Wales will have to do without starters Gethin Jenkins and Bradley Davies due to injuries which has dealt the side a serious blow in their attempt to avoid a series whitewash.
Gatland will now have to make due without the considerable experience of Gethin Jenkins with his 126 test caps, as well as 5 British and Irish Lions caps now going to waste following a calf injury sustained in Wales’ second test defeat last weekend in Wellington which ended 36-22 to the world cup champions.
Davies had started the first test, however was utilised off the bench in Wellington at the weekend and subsequently suffered a knee injury in what was the Ospreys bound player’s 56 cap.
Back-rower Josh Turnbull, while not having featured in either test, sustained a shoulder injury in Wales’ midweek thrashing at the hand of Waikato Chiefs.
All three have been sent home injured, thus further enhancing Wales’ woes:
“We’ve got a fit, healthy squad but we haven’t got room for any further injuries. We’re pretty tight,” said forwards coach Robin McBryde.
A question mark remains over the health of Harlequins centre Jamie Roberts who brutally clashed heads with New Zealand centre Malakai Fekitoa early in the first half leaving the remainder of his inclusion in the test a bit of a ‘blur’ according to the centre.
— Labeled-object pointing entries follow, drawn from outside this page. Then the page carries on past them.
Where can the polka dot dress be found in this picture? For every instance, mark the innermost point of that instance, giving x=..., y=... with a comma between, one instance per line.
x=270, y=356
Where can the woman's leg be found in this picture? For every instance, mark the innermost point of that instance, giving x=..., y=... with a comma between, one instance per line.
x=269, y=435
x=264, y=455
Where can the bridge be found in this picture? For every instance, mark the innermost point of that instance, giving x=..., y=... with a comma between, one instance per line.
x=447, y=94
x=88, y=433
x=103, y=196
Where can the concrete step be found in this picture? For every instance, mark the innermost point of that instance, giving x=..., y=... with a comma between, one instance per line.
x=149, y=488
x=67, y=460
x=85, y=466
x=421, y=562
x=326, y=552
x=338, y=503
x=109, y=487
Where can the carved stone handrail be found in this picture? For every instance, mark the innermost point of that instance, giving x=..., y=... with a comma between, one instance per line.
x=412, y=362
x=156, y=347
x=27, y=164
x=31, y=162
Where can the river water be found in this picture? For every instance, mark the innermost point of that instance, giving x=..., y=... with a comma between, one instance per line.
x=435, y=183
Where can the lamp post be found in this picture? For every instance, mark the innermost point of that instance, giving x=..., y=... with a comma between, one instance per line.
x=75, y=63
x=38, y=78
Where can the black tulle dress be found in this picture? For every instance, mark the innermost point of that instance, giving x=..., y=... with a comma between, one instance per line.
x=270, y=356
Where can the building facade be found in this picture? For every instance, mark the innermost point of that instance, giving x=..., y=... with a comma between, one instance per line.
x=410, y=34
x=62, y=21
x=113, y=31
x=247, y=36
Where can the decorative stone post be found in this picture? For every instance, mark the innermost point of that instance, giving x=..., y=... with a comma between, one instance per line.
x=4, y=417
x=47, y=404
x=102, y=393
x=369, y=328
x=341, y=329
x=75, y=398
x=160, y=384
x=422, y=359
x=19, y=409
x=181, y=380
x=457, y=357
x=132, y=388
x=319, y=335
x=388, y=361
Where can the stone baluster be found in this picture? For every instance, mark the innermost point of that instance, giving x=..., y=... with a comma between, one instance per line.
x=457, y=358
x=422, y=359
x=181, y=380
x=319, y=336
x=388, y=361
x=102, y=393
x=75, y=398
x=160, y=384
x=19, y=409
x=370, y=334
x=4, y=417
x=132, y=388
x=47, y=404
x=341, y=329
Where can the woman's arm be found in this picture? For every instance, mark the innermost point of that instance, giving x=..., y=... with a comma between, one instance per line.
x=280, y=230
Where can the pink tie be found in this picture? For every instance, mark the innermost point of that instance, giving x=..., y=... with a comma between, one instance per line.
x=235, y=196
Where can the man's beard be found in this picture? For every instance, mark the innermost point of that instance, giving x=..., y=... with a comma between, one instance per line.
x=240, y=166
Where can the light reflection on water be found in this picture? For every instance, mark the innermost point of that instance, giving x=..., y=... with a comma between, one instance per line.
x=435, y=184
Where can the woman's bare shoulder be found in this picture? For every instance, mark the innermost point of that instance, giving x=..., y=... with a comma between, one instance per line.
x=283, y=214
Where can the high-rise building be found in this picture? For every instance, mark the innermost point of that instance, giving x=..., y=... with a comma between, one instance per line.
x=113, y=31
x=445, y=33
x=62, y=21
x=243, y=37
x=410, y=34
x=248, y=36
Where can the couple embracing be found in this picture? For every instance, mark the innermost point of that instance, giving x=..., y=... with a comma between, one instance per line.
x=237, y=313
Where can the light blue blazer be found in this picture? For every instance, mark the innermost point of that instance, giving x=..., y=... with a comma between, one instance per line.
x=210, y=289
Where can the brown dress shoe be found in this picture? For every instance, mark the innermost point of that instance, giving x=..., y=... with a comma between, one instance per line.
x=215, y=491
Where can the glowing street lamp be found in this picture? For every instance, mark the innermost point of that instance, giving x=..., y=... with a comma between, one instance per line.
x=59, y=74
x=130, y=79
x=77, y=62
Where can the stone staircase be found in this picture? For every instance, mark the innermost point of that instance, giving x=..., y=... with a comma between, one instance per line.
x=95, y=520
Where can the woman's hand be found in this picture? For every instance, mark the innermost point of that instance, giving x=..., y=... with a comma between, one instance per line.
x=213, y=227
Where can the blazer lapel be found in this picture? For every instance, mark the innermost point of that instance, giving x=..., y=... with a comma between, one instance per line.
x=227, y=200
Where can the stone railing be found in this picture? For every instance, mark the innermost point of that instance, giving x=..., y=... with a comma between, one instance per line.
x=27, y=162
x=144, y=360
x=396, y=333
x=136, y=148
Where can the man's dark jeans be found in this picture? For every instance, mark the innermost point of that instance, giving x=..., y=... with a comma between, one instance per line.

While he had played on into the latter stages of the second half, Roberts was visibly effected by this injury and has undergone head injury protocols ahead of this weekend third test at the Forsyth Barr Stadium on South Island.
“I got to know Fekitoa quite well 30 seconds in, the rest of the game is a bit of a blur,” he confided.
“It was quite a nasty knock but it’s the nature of the beast, isn’t it?
“My head has taken quite a few knocks over the past decade. I have got memories of Wellington in 2011 when I had collision with Donncha O’Callaghan in the World Cup quarter-final with Ireland.
“My head’s a weird shape now,” quipped Roberts, before adding: “I’m feeling alright. There’s a protocol to follow after a head knock so I’m doing that. Fingers crossed I will be alright for selection.”